Let X be a measurable set with $ \mu (X) < \infty $ and $ 1 \leq p < \infty $
Let $ (f_n)_{n \in \mathbb{N}} \subset X $ and $f \in L^{p}(X)$ with $\lim_{n \to \infty}||f_n - f|| = 0 $
Show that $ \forall$ $\epsilon >0 \ \exists \ \delta >0 $ such that $\forall n \in \mathbb{N} $
$\int_{E}|f_n| \leq \epsilon \ \forall \ E \subset X$ with $\mu(E)<\delta$
Since $ | f_n |^p $ is integrable and positive, we can find $ \delta $ that for every set $ E \subset X $ with $ \mu(E) < \delta $ that $ \int_{E}|f_n |^p <\epsilon $
The problem is that this goes for $ f_n $ specifically for the $ n $ chosen, how can I use the limit of $ ||f_n -f || $ to generalize for all $ n$?

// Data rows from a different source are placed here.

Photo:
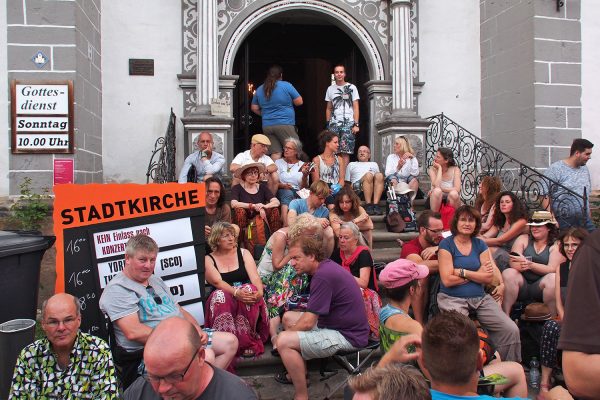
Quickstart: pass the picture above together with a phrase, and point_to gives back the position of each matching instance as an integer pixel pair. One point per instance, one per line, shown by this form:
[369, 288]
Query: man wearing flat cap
[257, 153]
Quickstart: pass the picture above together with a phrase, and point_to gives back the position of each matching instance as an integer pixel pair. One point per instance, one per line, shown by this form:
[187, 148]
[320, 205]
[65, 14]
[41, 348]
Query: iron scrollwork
[477, 159]
[161, 168]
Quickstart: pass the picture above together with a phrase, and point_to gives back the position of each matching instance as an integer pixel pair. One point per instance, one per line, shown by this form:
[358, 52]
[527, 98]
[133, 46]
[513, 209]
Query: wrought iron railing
[477, 159]
[161, 168]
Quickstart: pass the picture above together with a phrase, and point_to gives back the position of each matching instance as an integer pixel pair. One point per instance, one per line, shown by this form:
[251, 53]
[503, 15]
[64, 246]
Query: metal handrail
[477, 158]
[162, 170]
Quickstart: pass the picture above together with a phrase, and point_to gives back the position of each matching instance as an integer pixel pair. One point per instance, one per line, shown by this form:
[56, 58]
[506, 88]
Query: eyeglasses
[154, 295]
[172, 378]
[54, 323]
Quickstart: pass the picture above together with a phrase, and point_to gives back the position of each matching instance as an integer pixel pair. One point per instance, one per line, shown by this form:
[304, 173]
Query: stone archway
[233, 35]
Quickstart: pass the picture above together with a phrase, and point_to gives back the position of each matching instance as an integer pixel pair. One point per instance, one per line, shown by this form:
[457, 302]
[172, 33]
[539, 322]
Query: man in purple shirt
[335, 318]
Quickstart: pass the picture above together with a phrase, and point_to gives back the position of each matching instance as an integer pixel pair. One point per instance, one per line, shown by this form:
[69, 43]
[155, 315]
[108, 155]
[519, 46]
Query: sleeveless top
[329, 175]
[542, 258]
[238, 276]
[387, 336]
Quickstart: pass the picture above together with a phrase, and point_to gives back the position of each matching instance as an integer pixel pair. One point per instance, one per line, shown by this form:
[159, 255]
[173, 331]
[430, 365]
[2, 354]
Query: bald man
[206, 161]
[176, 369]
[67, 363]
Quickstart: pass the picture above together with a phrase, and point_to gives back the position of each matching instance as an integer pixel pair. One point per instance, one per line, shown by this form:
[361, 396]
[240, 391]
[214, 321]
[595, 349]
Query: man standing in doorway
[342, 111]
[573, 174]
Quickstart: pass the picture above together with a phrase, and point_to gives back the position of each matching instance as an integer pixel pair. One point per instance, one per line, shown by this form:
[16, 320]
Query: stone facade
[531, 78]
[68, 34]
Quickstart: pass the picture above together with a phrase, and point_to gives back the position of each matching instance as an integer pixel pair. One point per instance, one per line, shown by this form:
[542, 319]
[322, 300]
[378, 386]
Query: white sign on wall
[42, 117]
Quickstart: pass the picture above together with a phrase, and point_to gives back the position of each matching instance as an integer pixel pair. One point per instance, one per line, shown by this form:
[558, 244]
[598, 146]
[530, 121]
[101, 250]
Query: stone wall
[531, 78]
[68, 35]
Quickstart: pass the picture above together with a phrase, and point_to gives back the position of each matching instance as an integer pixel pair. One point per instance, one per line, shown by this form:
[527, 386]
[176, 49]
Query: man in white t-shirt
[365, 177]
[258, 153]
[341, 112]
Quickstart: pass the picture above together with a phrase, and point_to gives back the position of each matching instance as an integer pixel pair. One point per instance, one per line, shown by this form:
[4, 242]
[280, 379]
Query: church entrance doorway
[307, 47]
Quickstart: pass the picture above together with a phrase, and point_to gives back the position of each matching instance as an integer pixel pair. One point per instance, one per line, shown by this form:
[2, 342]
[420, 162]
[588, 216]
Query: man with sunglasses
[67, 363]
[136, 301]
[176, 368]
[423, 250]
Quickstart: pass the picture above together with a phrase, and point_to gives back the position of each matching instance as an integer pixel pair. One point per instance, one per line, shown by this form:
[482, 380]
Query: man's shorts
[277, 134]
[344, 132]
[322, 343]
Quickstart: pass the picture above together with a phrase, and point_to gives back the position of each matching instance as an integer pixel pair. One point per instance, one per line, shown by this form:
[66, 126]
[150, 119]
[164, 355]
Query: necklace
[289, 168]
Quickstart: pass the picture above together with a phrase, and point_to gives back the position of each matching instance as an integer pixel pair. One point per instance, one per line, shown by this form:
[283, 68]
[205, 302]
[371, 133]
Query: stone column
[402, 82]
[207, 78]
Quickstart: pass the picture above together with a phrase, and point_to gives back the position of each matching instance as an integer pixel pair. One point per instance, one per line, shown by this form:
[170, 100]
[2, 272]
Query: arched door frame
[371, 49]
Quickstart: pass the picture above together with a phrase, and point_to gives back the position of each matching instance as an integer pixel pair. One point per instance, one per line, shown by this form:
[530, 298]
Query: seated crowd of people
[289, 260]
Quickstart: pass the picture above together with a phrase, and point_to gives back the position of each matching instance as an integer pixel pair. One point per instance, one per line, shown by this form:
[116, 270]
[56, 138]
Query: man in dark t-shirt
[581, 325]
[423, 250]
[335, 318]
[175, 368]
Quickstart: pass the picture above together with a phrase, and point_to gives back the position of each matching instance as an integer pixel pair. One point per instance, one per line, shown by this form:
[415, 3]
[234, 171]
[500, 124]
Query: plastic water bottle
[534, 374]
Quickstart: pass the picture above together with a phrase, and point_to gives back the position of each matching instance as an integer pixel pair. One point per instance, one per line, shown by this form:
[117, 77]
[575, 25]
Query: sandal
[248, 353]
[282, 377]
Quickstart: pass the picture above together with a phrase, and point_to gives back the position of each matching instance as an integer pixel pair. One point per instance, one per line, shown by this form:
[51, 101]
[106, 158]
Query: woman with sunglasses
[534, 259]
[465, 267]
[569, 243]
[402, 165]
[236, 305]
[347, 208]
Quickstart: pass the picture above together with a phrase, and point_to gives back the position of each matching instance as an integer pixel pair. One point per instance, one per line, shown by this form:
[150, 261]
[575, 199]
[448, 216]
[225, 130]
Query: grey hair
[355, 232]
[296, 143]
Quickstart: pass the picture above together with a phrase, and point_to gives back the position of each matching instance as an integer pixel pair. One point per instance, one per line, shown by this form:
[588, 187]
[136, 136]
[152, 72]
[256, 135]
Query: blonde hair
[217, 231]
[305, 224]
[404, 145]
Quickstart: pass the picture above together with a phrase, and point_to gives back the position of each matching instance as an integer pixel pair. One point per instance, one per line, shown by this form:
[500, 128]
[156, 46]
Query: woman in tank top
[328, 166]
[569, 243]
[509, 222]
[237, 304]
[445, 180]
[531, 276]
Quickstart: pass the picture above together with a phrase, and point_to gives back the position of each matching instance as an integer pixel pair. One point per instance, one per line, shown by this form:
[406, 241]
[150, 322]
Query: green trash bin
[14, 336]
[20, 264]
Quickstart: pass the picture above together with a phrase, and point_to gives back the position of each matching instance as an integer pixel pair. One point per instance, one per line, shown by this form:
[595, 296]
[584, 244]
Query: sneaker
[369, 208]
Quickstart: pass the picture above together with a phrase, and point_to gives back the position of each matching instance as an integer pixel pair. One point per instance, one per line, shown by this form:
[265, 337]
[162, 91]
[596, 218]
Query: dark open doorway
[307, 48]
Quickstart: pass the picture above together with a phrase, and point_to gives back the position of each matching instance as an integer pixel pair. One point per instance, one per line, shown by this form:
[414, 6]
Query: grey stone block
[557, 95]
[84, 161]
[64, 58]
[556, 137]
[20, 58]
[542, 157]
[555, 117]
[573, 9]
[574, 117]
[40, 181]
[565, 73]
[520, 12]
[14, 12]
[30, 161]
[542, 72]
[41, 12]
[40, 35]
[558, 153]
[488, 29]
[557, 51]
[547, 8]
[558, 29]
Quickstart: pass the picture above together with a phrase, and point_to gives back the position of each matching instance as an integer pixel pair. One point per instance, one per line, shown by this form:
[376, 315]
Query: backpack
[400, 215]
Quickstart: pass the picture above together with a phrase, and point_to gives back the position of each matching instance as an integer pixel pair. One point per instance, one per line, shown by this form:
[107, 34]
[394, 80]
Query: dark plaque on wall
[141, 66]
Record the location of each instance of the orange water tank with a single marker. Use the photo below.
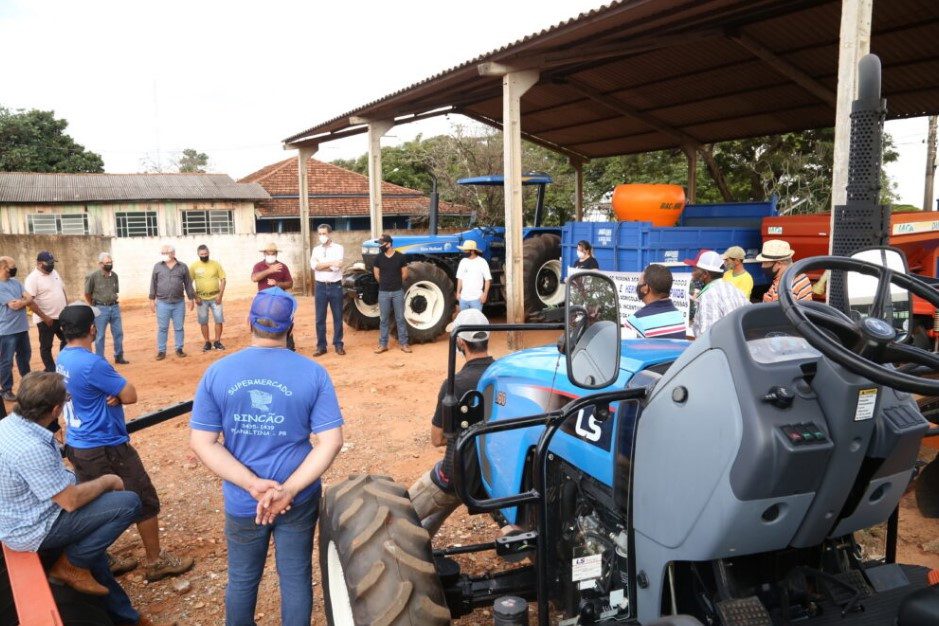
(660, 204)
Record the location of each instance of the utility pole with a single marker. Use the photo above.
(928, 204)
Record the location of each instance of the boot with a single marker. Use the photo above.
(77, 578)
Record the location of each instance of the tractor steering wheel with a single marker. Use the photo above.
(864, 347)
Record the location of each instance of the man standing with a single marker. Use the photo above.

Since the measure space is finite convergence in $L^p$ implies convergence in $L^1$. So for a given $\epsilon$ choose $n_0\in\mathbb{N}$ such that $||f_n-f||_1<\frac{\epsilon}{2}$ for all $n>n_0$. Now, since $f\in L^1$ we know that there is $0<\delta$ such that for all $E\subseteq X$ with $\mu(E)<\delta$ we have $\int_E |f|<\frac{\epsilon}{2}$. Alright, so for all $n>n_0$ and each such set $E$:
$\int_E |f_n|=\int_E |f_n-f+f|\leq\int_E |f_n-f|+\int_E |f|\leq\int_X |f_n-f|+\int_E |f|\leq \frac{\epsilon}{2}+\frac{\epsilon}{2}=\epsilon$
So this $\delta$ works for all $n>n_0$. Now, before $n_0$ there are only finitely many functions in the sequence. So for each $n\leq n_0$ choose $\delta_n$ which works for $f_n$ and then take $\min\{\delta_1,...,\delta_{n_0},\delta\}$.